ADELAIDE'S veteran forward James Podsiadly has called time on an incredible career that personified the value of persistence and self-belief.

The 34-year-old bowed out with 104 senior games to his name – including the 2011 premiership with Geelong – and 195 goals.

It took Podsiadly until he was 28 to make his AFL debut in 2010, having been rejected by both Essendon and Collingwood before joining the Cats as a rookie at the end of 2009.

He was working as one of the club's fitness coaches and was playing for the Cats' VFL side at the time.

His first two years at the Cattery were phenomenal; he booted 49 goals in his opening 19 games and another 52 in 2011, culminating with a flag.

Podsiadly joined the Crows ahead of the 2014 season, in which he played 21 games – reaching his 100-game milestone towards the end of the year.

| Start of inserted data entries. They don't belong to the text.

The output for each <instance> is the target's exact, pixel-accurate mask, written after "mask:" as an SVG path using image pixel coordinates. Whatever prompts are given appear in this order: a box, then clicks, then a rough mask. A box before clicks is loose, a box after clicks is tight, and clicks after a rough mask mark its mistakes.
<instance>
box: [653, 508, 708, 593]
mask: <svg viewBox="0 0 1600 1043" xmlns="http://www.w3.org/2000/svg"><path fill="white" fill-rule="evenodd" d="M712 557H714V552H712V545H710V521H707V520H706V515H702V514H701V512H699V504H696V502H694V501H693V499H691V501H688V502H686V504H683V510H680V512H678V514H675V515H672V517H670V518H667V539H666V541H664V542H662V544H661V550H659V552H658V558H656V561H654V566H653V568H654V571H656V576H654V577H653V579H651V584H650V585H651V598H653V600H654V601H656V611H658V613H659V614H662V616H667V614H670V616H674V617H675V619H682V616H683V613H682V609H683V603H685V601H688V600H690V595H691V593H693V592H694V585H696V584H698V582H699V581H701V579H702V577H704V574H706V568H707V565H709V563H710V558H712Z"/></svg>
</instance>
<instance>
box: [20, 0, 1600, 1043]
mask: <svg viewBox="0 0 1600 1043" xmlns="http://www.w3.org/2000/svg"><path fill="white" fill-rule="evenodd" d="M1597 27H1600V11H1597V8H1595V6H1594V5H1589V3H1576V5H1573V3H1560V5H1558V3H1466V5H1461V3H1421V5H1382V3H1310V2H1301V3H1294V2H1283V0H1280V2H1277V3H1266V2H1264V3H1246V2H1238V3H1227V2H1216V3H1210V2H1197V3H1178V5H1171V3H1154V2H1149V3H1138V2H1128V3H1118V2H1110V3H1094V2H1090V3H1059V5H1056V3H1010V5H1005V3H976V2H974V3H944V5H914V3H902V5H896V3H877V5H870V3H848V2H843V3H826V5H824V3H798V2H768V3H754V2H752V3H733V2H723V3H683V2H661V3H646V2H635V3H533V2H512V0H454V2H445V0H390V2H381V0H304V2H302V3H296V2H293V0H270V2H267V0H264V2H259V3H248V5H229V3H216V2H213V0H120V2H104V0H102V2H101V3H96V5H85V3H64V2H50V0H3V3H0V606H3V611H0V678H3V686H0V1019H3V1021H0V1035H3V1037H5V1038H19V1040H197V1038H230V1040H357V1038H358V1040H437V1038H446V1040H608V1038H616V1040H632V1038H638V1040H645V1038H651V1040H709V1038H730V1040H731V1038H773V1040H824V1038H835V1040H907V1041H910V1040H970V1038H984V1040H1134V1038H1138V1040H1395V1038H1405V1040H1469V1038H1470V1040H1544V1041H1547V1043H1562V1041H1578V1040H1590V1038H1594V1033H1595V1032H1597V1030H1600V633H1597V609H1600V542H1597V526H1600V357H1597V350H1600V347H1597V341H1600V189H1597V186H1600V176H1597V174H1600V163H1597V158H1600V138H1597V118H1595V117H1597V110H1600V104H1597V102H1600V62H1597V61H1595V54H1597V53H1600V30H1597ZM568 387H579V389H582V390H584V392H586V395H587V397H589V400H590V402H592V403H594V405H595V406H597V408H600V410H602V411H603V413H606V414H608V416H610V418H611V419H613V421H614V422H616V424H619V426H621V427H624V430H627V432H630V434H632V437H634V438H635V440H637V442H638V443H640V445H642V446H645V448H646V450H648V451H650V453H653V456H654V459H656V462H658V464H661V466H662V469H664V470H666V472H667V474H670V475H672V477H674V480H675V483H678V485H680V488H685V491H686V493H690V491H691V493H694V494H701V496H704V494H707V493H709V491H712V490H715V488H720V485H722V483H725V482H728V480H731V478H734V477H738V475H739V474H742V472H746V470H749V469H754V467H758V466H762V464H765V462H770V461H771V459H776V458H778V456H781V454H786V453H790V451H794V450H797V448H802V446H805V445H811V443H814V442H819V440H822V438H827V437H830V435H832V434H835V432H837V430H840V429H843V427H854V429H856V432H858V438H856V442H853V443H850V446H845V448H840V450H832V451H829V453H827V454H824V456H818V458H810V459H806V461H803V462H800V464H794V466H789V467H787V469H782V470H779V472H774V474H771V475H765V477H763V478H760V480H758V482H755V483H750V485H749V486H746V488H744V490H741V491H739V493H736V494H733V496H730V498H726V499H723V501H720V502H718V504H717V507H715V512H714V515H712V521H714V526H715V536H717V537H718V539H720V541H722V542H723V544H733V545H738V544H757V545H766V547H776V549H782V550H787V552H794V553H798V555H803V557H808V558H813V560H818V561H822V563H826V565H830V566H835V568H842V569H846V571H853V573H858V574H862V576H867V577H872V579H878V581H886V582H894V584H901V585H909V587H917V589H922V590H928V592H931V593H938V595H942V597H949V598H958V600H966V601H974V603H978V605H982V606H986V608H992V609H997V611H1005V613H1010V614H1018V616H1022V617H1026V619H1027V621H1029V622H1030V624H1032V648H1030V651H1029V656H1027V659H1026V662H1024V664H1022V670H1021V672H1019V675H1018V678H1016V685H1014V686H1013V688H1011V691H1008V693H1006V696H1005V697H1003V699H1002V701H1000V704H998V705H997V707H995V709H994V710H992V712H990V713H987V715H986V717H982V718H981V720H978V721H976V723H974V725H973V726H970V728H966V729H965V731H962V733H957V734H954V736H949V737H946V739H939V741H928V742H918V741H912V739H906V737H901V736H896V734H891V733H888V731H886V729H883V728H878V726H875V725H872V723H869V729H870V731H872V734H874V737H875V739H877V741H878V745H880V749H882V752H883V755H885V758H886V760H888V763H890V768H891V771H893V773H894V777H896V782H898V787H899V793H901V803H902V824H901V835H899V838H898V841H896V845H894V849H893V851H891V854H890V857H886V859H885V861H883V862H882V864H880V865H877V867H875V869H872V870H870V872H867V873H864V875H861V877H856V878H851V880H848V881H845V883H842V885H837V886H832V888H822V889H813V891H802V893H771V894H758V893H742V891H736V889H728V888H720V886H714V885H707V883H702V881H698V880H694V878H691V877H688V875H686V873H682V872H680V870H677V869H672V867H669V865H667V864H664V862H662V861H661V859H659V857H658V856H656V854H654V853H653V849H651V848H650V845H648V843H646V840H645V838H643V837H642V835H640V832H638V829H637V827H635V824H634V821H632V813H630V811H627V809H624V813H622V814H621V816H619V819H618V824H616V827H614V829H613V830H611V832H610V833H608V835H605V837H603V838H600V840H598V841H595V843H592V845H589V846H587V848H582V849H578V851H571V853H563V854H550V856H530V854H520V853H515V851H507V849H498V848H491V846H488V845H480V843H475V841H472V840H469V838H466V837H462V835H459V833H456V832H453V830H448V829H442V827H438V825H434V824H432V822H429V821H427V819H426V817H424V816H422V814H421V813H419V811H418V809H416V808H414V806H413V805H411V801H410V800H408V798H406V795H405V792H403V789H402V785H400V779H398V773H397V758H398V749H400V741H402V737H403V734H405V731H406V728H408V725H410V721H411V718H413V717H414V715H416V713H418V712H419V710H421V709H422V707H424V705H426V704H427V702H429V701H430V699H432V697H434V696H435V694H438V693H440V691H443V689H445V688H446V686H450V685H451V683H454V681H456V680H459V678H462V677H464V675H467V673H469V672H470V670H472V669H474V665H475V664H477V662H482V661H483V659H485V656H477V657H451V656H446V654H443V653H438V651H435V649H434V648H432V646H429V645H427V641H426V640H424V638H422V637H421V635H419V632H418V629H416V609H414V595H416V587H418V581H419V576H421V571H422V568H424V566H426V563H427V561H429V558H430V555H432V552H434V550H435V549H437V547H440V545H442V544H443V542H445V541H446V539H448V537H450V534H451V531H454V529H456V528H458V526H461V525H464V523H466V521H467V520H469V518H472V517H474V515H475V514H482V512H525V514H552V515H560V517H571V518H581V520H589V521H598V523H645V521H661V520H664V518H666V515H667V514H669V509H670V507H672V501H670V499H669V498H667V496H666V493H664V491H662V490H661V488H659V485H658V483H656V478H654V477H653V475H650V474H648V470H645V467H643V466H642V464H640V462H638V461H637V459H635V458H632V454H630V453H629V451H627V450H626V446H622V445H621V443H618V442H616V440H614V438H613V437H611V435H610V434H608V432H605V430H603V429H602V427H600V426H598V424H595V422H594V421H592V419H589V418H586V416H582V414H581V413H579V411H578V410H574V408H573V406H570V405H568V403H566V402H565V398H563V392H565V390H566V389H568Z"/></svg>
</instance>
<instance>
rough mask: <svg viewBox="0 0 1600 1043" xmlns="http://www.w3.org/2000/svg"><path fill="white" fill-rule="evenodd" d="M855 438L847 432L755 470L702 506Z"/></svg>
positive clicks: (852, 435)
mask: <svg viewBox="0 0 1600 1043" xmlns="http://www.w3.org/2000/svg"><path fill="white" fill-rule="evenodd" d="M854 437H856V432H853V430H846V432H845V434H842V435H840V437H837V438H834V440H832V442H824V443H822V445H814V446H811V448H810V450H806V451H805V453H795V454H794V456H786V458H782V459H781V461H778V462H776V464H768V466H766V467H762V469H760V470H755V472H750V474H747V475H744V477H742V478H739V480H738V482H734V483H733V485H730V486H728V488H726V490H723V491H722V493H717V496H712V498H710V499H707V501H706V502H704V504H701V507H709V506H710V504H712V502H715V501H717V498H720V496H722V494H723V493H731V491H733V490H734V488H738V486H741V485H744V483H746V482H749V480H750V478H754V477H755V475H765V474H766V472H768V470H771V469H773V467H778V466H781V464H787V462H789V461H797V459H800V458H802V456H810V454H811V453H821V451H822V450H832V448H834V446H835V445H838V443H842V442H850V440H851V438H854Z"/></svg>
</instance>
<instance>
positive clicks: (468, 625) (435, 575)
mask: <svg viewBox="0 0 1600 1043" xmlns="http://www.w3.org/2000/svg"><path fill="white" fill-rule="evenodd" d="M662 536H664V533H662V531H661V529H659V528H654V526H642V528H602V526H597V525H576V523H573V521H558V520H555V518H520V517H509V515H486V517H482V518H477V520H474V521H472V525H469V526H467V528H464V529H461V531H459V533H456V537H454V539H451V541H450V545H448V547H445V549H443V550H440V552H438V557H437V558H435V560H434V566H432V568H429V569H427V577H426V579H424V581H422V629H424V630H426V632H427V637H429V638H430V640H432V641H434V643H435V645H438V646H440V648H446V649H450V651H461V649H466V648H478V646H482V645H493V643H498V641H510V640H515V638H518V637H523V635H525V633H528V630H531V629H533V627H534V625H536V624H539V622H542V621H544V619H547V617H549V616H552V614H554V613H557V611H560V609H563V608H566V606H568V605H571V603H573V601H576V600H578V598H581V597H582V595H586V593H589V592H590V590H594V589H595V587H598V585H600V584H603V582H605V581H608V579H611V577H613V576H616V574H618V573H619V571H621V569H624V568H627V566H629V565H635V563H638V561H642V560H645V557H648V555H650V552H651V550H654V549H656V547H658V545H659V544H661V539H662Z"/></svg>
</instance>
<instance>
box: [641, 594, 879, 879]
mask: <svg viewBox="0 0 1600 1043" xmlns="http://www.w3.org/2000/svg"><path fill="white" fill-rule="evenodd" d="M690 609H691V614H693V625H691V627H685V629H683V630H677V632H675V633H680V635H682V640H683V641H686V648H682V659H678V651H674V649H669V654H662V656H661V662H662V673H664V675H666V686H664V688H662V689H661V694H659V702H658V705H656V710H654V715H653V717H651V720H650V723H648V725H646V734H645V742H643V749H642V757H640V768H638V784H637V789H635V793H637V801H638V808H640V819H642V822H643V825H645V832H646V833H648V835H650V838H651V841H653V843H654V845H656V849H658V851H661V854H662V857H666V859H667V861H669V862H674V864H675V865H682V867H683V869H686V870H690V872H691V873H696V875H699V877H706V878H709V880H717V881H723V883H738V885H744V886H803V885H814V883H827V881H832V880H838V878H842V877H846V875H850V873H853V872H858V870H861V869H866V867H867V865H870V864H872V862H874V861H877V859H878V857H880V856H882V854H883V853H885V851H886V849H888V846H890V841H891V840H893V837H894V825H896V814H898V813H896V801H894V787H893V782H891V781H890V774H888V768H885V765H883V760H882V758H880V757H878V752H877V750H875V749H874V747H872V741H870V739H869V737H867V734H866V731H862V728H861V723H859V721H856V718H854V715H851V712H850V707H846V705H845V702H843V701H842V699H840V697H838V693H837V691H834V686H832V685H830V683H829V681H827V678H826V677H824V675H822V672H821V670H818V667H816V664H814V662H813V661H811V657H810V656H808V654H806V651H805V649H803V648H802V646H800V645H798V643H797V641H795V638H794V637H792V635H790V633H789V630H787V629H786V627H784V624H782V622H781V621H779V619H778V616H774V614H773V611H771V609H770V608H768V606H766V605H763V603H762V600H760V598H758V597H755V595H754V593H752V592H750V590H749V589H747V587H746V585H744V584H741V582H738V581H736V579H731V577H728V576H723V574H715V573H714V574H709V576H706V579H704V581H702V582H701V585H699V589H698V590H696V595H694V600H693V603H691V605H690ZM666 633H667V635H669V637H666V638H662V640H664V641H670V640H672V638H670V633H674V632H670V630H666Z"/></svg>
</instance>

He wasn't able to break into the senior line-up this season, although a haul of 20 goals from his final two SANFL appearances meant he finished his career in brilliant form.

"The Adelaide and Geelong supporters, I can’t tell you how much they’ve embraced me and my story," Podsiadly said.

"I just want to thank them for their support, and all the people who made the decision to take a risk on me, whether it was at Geelong or here at Adelaide.

"To achieve what I have from a team perspective, I’m very grateful and thankful for.

"I’m proud of those achievements, but I’m more proud of the people that I’ve met who have helped me get here."

Podsiadly celebrates the 2011 flag with Geelong teammate Mitch Duncan. Picture: AFL Media

Adelaide head of football David Noble said Podsiadly's life experience had been invaluable during what has been the toughest season in the club's history. 

Noble described the key forward as a "selfless" player who had worked wonders in developing the club's other key position prospects.

"His influence extends beyond the football field. His experience and leadership have been invaluable, particularly, in what has been a difficult season for our club," Noble said.

"James has played a really selfless role this year.

"He knew it was going to be his last season, but he’s continued to help our developing key-position players to improve even though they were potentially taking his spot in the AFL team."